In total, I now have 17 bites and I have two more nights here. I have taken to completely spraying my arms, legs and neck before I go to sleep. I'm having trouble falling asleep because of a) the itching; and b) the thought that these little suckers are out to get me. Each time I start to drift off, my sub conscious thinks I'm getting another bite and I wake up swatting at my arms and and neck.
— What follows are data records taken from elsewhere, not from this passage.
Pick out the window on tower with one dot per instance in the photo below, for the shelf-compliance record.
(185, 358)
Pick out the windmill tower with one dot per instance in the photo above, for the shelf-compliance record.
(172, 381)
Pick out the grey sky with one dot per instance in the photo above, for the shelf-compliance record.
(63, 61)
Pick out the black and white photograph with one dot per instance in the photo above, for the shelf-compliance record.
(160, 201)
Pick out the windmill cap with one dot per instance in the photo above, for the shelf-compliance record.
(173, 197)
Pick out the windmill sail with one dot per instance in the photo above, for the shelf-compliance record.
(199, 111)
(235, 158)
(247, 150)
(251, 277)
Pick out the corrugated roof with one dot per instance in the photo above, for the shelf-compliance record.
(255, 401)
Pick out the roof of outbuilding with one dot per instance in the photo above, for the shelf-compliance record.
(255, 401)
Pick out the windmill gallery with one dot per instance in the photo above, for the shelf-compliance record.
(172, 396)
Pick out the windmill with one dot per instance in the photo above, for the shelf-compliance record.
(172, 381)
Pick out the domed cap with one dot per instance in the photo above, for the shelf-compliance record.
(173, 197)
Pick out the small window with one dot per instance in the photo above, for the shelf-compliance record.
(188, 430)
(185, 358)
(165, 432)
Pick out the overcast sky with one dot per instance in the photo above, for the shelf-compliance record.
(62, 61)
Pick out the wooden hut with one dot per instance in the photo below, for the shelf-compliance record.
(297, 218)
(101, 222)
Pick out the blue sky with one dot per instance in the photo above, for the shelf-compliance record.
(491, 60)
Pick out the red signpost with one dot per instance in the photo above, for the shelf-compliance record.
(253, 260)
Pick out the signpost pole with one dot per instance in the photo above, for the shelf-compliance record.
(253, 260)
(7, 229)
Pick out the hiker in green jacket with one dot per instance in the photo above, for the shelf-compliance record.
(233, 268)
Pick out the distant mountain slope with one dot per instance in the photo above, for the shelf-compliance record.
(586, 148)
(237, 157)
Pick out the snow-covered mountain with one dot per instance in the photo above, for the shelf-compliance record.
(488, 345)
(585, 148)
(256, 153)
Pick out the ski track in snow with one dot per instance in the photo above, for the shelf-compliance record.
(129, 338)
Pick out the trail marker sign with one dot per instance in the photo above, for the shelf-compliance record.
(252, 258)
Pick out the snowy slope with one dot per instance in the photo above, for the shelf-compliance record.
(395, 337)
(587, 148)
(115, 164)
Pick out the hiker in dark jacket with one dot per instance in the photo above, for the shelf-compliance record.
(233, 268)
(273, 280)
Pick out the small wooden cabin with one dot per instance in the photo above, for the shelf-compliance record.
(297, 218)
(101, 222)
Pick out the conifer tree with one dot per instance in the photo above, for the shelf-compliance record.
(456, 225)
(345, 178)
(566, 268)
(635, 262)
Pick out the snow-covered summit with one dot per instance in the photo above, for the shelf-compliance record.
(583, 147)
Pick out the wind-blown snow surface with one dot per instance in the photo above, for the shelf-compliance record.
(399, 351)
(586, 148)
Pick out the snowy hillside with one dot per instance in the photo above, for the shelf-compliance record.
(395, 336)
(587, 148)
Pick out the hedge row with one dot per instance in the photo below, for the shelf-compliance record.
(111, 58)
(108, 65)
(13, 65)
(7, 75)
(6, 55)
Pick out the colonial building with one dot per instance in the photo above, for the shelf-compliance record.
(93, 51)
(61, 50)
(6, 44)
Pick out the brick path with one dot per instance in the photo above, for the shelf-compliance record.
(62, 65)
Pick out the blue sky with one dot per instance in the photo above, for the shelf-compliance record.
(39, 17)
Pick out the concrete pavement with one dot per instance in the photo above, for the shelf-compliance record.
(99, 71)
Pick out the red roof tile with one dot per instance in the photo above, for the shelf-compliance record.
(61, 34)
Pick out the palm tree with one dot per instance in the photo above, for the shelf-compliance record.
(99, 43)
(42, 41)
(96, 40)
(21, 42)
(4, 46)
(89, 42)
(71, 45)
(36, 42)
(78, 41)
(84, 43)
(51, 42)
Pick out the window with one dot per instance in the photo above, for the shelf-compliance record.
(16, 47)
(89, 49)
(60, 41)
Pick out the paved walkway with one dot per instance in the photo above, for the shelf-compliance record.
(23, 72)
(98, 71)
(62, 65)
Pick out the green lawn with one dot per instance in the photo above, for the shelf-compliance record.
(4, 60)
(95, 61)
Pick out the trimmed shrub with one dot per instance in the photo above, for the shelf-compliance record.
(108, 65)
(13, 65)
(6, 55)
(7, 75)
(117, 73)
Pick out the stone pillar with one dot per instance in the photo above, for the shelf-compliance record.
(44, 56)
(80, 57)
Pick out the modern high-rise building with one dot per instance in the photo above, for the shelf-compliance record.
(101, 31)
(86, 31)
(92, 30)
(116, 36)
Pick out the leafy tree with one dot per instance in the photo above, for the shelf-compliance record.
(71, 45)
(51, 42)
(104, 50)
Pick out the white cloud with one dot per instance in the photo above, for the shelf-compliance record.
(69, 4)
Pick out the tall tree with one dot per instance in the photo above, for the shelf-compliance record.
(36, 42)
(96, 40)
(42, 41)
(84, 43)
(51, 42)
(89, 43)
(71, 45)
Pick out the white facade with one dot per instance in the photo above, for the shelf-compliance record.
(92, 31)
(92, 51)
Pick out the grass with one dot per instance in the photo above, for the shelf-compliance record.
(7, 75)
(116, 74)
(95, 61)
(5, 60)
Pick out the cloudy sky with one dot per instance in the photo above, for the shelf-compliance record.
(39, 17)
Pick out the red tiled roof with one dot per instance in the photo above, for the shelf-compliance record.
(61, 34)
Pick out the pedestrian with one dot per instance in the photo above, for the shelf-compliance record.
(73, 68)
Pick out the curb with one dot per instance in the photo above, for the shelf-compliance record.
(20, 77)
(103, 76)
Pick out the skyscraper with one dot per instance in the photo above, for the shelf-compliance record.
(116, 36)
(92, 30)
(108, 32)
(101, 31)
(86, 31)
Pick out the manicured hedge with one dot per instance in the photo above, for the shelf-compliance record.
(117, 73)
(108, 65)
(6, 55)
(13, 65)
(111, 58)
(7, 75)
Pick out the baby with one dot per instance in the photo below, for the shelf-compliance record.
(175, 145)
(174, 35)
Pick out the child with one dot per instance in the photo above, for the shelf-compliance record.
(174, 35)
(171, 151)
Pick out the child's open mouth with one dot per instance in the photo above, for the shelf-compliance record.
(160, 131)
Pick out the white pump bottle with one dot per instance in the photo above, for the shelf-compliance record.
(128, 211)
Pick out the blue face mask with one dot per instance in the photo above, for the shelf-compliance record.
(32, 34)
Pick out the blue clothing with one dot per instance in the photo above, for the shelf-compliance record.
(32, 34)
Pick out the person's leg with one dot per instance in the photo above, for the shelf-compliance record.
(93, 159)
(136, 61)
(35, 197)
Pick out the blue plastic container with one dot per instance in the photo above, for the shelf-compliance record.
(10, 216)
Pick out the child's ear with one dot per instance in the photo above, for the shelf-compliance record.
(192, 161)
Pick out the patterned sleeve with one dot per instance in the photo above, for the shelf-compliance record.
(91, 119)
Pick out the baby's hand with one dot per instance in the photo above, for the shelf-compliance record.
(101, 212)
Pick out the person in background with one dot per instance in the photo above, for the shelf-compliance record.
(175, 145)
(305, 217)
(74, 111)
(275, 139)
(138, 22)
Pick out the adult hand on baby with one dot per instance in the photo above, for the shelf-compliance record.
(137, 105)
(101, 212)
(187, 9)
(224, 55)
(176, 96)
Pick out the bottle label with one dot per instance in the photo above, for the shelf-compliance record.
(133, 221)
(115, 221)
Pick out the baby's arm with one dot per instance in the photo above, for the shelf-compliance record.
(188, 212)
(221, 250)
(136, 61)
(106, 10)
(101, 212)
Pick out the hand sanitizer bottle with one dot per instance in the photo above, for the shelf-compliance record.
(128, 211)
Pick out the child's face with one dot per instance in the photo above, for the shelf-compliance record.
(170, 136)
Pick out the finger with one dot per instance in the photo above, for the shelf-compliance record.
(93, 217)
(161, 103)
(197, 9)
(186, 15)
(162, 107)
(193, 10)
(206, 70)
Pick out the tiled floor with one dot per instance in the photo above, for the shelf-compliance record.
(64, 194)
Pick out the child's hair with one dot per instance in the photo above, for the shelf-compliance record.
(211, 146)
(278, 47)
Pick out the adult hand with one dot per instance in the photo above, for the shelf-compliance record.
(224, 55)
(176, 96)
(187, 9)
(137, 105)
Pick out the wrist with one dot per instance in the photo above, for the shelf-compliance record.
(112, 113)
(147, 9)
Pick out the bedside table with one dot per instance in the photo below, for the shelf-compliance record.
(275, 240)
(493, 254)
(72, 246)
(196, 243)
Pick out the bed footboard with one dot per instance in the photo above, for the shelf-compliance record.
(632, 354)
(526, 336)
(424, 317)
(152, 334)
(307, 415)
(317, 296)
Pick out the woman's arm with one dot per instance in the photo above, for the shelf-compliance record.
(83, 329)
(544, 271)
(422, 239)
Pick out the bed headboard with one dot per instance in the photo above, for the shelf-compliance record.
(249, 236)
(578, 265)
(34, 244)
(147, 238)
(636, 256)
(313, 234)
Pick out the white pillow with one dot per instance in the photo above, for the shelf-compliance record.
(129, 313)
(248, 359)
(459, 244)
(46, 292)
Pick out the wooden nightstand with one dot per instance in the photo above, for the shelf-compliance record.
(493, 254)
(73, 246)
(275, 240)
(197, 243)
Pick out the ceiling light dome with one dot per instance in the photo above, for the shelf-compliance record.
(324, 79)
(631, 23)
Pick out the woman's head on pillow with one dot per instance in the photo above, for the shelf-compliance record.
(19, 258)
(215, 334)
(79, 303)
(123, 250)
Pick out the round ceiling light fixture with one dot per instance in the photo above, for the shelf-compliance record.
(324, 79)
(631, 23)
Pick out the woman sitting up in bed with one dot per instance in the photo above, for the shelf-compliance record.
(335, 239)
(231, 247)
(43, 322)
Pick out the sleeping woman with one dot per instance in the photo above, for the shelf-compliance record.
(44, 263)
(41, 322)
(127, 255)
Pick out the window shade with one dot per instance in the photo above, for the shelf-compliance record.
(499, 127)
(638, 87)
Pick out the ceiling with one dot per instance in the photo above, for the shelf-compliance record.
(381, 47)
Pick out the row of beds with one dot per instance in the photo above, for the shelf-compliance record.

Then in the mornings, I need to shower because of the sticky spray. Oh wait, can't shower because the hot water tank is manual. After reading the French instructions a couple times and through trial and error, I finally figured out that I have to re-start the hot water tank in the kitchen cabinet, then wait 20 minutes for the water to heat. It is only a four gallon tank (think four plastic milk jugs), so each morning I need to make a choice: I can either wash my face and body in cold water while the water in the tank is heating, then wash my hair with the warm water (I have hair to almost my waist, so it takes a bit of water to wash), or I can heat the water, wash my face and body, then heat more water and wash my hair. Which means it takes at least an hour to do both. I guess I could boil pots of water on the stove, but I shouldn't have to be messing with this. The shower set up is a bit wonky too. The shower head is on a hose that you hold; there isn't a hook or a place to hang it up (that I can find). Which means you either have to do everything one-handed, or just scrap that idea and opt for a sponge bath out of the sink. So far, I wash my face and body quickly in the ice cold water and throw my hair up into a pony tail. I'm on vacation.
The water problem I can deal with, though this really shouldn't even be an issue. If I am paying any kind of money to rent a place, I should be comfortable, right? I mean, I'm not asking too much, am I?
Time to get out and forget about this place for a couple hours. Or look for another place to stay.